Editions Robert Laffont - 1965 pour l'édition originale- 2013 pour la traduction française- 322 pages
1944, Etats-Unis. Robert Prentice rejoint les rangs de l'armée pour aller libérer l'Europe du joug nazi. Au terme de quelques semaines de classes aux Etats-Unis, il embarque pour l'Europe, affecté comme messager. Il y voit l'occasion de se démarquer de ses camarades, par une attitude exemplaire, brave et courageuse. Sauf que la réalité sera toute autre.
Sa mère, Alice Prentice, a élevé seule son fils Robert, après son divorce. De nature optimiste, elle rêve de percer comme artiste sculptrice. Quitte à se mettre dans des situations impossibles, et vivant bien au-dessus de ses moyens.
Tous deux aspirent à un destin d'exception...
Comme dans ses romans précédents, Richard Yates ne donne pas une image très reluisante de l'humain en société. Il aborde les thèmes de la reconnaissance, sociale surtout, dans une société où les premiers seront ceux qui auront réussi à se faire leur place, qui seront invités aux soirées les plus en vue. Une société hypocrite où l'on regarde l'autre s'enfoncer avec condescendance et (fausse) empathie.
Trois parties dans ce livre: deux consacrées à la vie de soldat de Robert en 1944; entrecoupées d'une partie sur la vie d'Alice et Robert dans les années 30.
Le personnage d'Alice apparait plutôt, au départ, si ce n'est antipathique, en tous cas pas sympathique. Cette mère qui couve son enfant, l'empêchant ainsi de grandir et d'être autonome, qui prend son ex-mari pour une vache à lait, qui doit assurer le train de vie parfois irréaliste qu'a choisi son ex-femme. Puis, en allant plus en profondeur dans le portrait de cette femme, les traits se révèlent plus nuancés. Peut-on reprocher à cette femme de croire en elle, en son talent? De vouloir vivre de son art? Cette mère qui veut ce qu'il y a de mieux pour son fils, sans qui elle serait bien seule.
Le travers de cette obsession fait qu'Alice fait preuve d'un manque de lucidité et d 'inconséquence, voire d'immaturité. Elle possède ce narcissisme qui l'empêche d'apprécier les choses et les gens tels qu'ils sont, en cherchant toujours plus, éternels insatisfaits.

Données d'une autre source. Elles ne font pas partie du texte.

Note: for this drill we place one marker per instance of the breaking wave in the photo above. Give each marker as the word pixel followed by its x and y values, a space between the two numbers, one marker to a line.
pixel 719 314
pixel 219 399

Quant à Robert, il n'est finalement pas très débrouillard. On ne peut pas dire non plus qu'il soit empoté mais un jeune homme qui, même s'il veut s'en empêcher, revient toujours dans les jupons de sa mère.
"Il était l'homme voué à arriver trop tard, le laissé-pour-compte et, surtout, le soldat cantonné à une position trop subalterne pour qu'on le remarque." p.248
Il n'a pas la carure du héros qu'il voudrait incarner. En admiration devant ceux qui ont de la prestance et du charisme, il est souvent raillé et connaît un destin des plus banals, sans gloire. Il finit toujours par se retrouver en dehors de l'action (un peu narcoleptique Robert) ce qui génère en lui une grande frustration. Arrivera-t-il à gagner cette liberté à laquelle il aspire et à s'affranchir de cette mère envahissante?
La relation qu'ils entretiennent tous deux est très intéressante à suivre et surtout bien plus complexe qu'elle n'y parait. Chez Richard Yates, rien n'est jamais binaire, il parvient avec un grand talent à sonder la société américaine des années 1920 à 1940.
Les livres de Richard Yates mettent mal à l'aise, sont dérangeants. D'abord dans la narration, par le recul qu'il prend avec ses personnages qu'il regarde évoluer, tomber et essayer de se relever. Mais aussi par les ressemblances que l'on peut y avoir avec nos propres vies. Ne sommes-nous pas tous un peu, sous certains aspects, des Alice, Robert et consors? Ne rêvons-nous pas, nous aussi, à un destin d'exception? Ca fait réfléchir...
Je crois qu'une large part du roman est autobiographique.